IQSS/9126- Fix workflow token access #9129

qqmyers · 2022-11-03T21:46:08Z

What this PR does / why we need it: This PR removes some of the custom permissions checking in the Access class which had been stopping workflow token access to these endpoints.

Which issue(s) this PR closes:

Closes #9126

Special notes for your reviewer: I've tried to comment some in the PR - the logic here was pretty convoluted and I think had some dead code (which I noted back when embargoes went in). Hopefully cleaner now but would be good to have someone check my assumptions about the old code as noted in the comments.

Suggestions on how to test this: New functionality - easiest to have DANS test it - you need to run an async workflow and use the workflow token to access the download file endpoints to test it. Regression - this could have but shouldn't break any access by Guest/PrivateUrl/Authenticated Users with appropriate permissions (DownloadFile for published restricted or embargoed files, ViewUnpublishedDataset for unpublished files) to the main file, aux files, etc.
[from Leonid:] For regression, I just want to second the above, about retesting extra carefully the less trivial access cases.

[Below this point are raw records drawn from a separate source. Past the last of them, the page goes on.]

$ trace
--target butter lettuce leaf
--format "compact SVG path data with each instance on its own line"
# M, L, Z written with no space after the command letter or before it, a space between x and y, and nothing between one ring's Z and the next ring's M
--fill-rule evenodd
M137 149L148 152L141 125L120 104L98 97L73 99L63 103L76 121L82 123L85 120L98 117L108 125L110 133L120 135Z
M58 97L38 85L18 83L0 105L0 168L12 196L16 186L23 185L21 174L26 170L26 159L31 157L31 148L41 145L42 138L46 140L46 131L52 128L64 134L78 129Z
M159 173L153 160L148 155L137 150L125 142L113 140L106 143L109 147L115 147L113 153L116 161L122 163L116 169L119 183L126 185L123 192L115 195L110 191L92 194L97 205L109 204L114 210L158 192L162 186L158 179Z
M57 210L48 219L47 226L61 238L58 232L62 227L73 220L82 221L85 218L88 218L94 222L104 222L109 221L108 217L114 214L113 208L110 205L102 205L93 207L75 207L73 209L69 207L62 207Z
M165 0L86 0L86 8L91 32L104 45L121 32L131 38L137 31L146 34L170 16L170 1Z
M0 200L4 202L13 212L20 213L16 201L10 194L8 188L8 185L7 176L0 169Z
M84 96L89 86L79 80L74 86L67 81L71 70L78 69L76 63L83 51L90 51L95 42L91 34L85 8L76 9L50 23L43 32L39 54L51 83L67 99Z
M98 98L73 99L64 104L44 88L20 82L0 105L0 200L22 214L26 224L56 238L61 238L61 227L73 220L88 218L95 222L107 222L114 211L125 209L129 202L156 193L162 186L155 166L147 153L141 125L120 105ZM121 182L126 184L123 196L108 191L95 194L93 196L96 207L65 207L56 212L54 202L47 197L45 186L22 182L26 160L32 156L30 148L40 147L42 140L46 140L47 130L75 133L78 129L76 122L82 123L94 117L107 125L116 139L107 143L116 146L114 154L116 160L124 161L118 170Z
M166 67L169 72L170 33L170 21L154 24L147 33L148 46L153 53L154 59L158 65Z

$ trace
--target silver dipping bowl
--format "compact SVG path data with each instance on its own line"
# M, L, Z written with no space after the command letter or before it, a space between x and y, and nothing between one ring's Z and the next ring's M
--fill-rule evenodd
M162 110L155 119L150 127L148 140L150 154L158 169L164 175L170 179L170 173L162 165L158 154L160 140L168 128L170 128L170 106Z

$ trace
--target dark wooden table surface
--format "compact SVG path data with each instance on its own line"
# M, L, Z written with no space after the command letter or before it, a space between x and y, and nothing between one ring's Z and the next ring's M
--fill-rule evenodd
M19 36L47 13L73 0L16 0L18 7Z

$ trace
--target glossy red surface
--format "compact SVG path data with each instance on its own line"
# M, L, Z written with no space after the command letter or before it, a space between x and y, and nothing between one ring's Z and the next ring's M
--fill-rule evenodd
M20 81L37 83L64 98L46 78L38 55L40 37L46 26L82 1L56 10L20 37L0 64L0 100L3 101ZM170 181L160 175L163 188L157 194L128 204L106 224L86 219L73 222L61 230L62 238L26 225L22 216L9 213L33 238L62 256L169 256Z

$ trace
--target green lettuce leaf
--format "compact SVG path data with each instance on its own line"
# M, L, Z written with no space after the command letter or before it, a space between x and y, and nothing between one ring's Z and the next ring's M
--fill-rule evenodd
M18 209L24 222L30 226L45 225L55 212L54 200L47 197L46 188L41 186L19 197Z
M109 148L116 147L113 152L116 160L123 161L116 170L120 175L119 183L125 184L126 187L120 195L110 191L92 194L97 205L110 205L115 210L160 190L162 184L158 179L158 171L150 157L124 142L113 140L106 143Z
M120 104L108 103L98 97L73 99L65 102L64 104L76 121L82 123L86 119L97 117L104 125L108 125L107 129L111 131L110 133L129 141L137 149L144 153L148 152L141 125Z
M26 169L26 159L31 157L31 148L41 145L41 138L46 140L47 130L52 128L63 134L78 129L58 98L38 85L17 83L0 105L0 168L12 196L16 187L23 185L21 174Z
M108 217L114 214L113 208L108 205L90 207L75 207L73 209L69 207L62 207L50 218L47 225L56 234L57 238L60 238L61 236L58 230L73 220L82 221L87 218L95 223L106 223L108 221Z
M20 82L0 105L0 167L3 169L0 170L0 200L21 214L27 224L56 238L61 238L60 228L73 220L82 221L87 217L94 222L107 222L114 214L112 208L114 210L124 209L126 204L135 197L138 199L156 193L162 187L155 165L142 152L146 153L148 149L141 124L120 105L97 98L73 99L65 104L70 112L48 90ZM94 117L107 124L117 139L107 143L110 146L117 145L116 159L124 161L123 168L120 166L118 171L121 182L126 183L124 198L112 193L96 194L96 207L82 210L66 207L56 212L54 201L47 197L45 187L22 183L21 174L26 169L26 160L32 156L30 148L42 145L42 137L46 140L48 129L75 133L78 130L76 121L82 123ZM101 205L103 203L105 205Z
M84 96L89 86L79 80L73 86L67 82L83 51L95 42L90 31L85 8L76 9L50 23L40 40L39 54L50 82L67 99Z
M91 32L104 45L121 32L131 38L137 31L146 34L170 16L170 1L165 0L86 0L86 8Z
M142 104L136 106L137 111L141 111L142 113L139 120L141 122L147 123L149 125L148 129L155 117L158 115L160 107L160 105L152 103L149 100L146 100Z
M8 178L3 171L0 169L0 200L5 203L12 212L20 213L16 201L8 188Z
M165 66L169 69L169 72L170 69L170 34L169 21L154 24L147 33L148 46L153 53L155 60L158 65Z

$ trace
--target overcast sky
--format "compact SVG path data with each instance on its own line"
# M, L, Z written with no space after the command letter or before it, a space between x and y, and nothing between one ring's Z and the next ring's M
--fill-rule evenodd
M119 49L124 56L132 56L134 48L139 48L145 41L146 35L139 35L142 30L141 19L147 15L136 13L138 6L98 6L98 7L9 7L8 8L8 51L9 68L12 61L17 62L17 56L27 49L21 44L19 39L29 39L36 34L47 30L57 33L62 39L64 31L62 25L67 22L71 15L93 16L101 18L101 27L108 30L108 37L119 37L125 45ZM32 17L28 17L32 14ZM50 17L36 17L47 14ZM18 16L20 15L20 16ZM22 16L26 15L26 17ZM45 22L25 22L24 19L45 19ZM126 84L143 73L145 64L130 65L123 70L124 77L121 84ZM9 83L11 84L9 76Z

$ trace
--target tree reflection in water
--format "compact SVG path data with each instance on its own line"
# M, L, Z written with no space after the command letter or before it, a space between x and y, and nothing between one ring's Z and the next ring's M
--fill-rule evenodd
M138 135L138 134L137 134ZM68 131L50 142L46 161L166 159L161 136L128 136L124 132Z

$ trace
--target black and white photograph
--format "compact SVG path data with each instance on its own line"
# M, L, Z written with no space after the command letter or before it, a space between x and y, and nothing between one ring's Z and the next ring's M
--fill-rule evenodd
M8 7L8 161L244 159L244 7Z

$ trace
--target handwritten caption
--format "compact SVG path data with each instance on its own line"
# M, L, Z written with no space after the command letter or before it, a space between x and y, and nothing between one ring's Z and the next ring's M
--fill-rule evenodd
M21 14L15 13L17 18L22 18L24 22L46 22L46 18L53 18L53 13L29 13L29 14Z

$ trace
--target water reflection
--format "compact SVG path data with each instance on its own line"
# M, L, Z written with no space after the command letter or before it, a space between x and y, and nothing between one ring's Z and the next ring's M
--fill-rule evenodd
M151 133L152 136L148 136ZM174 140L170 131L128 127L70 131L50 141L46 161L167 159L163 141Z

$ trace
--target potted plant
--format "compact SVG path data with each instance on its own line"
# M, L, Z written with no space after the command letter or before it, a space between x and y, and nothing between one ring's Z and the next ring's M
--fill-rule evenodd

In addition to the ones listed above, maybe attempting a zip download, via the api, of a number of files only some of which the user is authorized to access.

Does this PR introduce a user interface change? If mockups are available, please link/include them here:

Is there a release notes update needed for this change?: as a workflow related bug fix, probably not?

Additional documentation:

qqmyers · 2022-11-03T21:47:00Z

src/main/java/edu/harvard/iq/dataverse/api/Access.java

    //@EJB

    // TODO: 
    // versions? -- L.A. 4.0 beta 10
    @Path("datafile/bundle/{fileId}")
    @GET
    @Produces({"application/zip"})
-    public BundleDownloadInstance datafileBundle(@PathParam("fileId") String fileId, @QueryParam("fileMetadataId") Long fileMetadataId,@QueryParam("gbrecs") boolean gbrecs, @QueryParam("key") String apiToken, @Context UriInfo uriInfo, @Context HttpHeaders headers, @Context HttpServletResponse response) /*throws NotFoundException, ServiceUnavailableException, PermissionDeniedException, AuthorizationRequiredException*/ {
+    public BundleDownloadInstance datafileBundle(@PathParam("fileId") String fileId, @QueryParam("fileMetadataId") Long fileMetadataId,@QueryParam("gbrecs") boolean gbrecs, @Context UriInfo uriInfo, @Context HttpHeaders headers, @Context HttpServletResponse response) /*throws NotFoundException, ServiceUnavailableException, PermissionDeniedException, AuthorizationRequiredException*/ {


Most api calls don't add the key as a QueryParam so I've removed them in this class.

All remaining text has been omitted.